Disulfur is the diatomic molecule consisting of two sulfur atoms with the formula S_{2}. It is analogous to the dioxygen molecule but rarely occurs at room temperature. This violet gas is the dominant species in hot sulfur vapors. S_{2} is one of the minor components of the atmosphere of Io, which is predominantly composed of SO_{2}. The instability of S_{2} is usually described in the context of the double bond rule.

==Synthesis==
This violet gas is generated by heating sulfur and is the predominant species above 720 °C, comprising 80% of all vapor species at 530°C and 100 mm Hg, and 99% of the vapor at low pressure (1 mm Hg) at 730 °C.

Disulfur can be produced when an atmosphere of COS is irradiated with UV light using a mercury photosensitizer or when CS_{2}, H_{2}S_{2}, S_{2}Cl_{2} or C_{2}H_{4}S, PSF_{3} or COS are irradiated.

===Natural occurrence===
Gaseous disulfur has been detected emanating from the surface of Jupiter's moon Io, from the vicinity of Pele volcano.

==Properties==
The ground state of S_{2} is a triplet: a diradical, with two unpaired electrons like O_{2} and SO. It has the S–S bond length of 189 pm, much shorter than the S–S single bonds in S_{8}, which are 206 pm long.

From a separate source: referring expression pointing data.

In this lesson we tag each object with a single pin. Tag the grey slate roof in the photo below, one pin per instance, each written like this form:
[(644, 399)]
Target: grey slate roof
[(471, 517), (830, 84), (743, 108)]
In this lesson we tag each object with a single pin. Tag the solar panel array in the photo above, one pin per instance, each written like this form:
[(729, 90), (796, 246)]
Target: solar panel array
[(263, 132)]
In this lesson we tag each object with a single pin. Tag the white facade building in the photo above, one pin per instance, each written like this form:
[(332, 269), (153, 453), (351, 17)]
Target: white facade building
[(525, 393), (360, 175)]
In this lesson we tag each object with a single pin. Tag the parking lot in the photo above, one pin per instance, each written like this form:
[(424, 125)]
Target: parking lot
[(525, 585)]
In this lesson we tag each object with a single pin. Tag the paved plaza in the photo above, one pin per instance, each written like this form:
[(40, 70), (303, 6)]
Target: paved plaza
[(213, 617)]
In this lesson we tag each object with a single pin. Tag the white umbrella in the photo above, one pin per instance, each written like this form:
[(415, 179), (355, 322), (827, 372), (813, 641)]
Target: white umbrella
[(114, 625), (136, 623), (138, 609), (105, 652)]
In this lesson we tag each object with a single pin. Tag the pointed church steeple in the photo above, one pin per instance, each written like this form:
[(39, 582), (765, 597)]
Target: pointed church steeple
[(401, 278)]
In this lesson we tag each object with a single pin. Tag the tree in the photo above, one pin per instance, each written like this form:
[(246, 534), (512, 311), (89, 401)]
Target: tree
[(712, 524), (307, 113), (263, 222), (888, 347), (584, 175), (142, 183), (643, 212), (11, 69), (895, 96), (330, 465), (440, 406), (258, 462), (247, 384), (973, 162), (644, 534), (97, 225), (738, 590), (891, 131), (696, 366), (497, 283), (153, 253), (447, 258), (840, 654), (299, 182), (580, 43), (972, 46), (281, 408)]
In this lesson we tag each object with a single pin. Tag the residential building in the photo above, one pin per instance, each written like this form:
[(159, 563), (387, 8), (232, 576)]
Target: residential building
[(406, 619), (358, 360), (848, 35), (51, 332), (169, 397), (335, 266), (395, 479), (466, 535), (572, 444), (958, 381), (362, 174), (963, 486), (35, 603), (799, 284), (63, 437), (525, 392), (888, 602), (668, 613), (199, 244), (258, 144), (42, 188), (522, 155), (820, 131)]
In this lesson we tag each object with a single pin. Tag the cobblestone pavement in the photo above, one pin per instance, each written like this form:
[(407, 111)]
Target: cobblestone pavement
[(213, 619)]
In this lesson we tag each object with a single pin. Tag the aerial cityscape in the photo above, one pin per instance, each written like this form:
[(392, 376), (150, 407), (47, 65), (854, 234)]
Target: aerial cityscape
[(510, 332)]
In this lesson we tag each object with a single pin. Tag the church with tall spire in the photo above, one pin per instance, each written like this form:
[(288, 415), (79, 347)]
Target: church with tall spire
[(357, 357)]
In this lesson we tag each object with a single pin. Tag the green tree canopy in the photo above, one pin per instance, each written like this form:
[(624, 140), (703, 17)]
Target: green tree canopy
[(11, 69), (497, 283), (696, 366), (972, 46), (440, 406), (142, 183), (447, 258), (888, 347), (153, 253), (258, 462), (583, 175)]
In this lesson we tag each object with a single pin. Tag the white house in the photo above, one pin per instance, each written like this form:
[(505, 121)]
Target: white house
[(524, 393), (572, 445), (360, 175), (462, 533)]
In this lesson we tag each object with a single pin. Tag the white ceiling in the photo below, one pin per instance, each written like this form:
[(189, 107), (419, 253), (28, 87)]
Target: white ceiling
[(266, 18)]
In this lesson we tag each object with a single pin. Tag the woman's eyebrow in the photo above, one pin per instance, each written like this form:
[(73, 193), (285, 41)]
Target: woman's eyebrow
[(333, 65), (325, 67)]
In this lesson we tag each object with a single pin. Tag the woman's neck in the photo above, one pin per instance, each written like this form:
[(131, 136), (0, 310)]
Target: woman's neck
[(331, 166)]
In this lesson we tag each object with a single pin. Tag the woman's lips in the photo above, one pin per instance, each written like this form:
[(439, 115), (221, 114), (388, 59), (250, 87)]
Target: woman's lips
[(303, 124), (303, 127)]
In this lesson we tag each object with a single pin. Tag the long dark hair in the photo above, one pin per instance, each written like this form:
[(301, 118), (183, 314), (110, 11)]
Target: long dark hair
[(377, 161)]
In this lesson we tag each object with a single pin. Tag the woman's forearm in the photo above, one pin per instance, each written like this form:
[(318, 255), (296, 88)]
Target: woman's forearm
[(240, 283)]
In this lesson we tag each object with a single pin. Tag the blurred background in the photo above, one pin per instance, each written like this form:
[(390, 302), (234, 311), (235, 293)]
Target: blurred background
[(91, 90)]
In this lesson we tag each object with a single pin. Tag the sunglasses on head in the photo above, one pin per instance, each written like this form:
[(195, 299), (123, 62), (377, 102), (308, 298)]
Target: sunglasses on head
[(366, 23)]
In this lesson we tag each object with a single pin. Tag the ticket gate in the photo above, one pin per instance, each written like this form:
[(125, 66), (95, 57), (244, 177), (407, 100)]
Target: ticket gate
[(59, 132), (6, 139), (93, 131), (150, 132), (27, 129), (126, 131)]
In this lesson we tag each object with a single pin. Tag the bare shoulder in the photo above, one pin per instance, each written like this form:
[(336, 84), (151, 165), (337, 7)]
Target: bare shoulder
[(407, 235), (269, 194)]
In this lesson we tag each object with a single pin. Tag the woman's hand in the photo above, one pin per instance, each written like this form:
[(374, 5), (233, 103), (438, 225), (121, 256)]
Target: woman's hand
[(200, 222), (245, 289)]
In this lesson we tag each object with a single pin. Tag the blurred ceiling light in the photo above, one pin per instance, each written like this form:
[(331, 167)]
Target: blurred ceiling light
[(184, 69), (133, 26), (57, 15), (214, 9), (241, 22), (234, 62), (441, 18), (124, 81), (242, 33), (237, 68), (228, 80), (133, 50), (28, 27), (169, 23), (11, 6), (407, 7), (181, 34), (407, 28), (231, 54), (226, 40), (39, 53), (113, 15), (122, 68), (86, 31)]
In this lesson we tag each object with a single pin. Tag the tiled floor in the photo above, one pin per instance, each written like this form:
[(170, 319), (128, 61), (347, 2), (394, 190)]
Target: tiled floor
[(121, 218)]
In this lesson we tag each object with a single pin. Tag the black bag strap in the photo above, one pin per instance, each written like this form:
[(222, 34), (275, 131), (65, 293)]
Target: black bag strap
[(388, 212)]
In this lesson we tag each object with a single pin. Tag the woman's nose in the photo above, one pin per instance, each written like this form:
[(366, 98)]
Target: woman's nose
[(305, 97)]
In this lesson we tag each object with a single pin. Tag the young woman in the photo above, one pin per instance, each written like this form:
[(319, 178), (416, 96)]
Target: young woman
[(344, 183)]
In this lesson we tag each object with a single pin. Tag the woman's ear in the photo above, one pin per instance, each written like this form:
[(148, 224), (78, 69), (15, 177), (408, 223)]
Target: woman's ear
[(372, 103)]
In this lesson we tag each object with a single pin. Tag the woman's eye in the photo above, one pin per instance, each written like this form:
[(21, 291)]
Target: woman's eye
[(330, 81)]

Its Raman spectrum consists of a band at 715 cm^{−1}. The corresponding O–O band for O_{2} is found at 1556 cm^{−1}. The S-S bond energy is 430 kJ/mol compared to 498 kJ/mol for O_{2}.

Singlet disulfur is believed to be the product of trisulfides with triphenylphosphine dibromide, or the thermal decomposition of dialkoxy disulfides. However, the disulfur produced in that reaction is believed singlet because it undergoes formal hetero-Diels–Alder cycloadditions, not because of any spectroscopic evidence.

Triplet disulfur readily photodissociates, with a mean lifespan of 7.5 min in sunlight.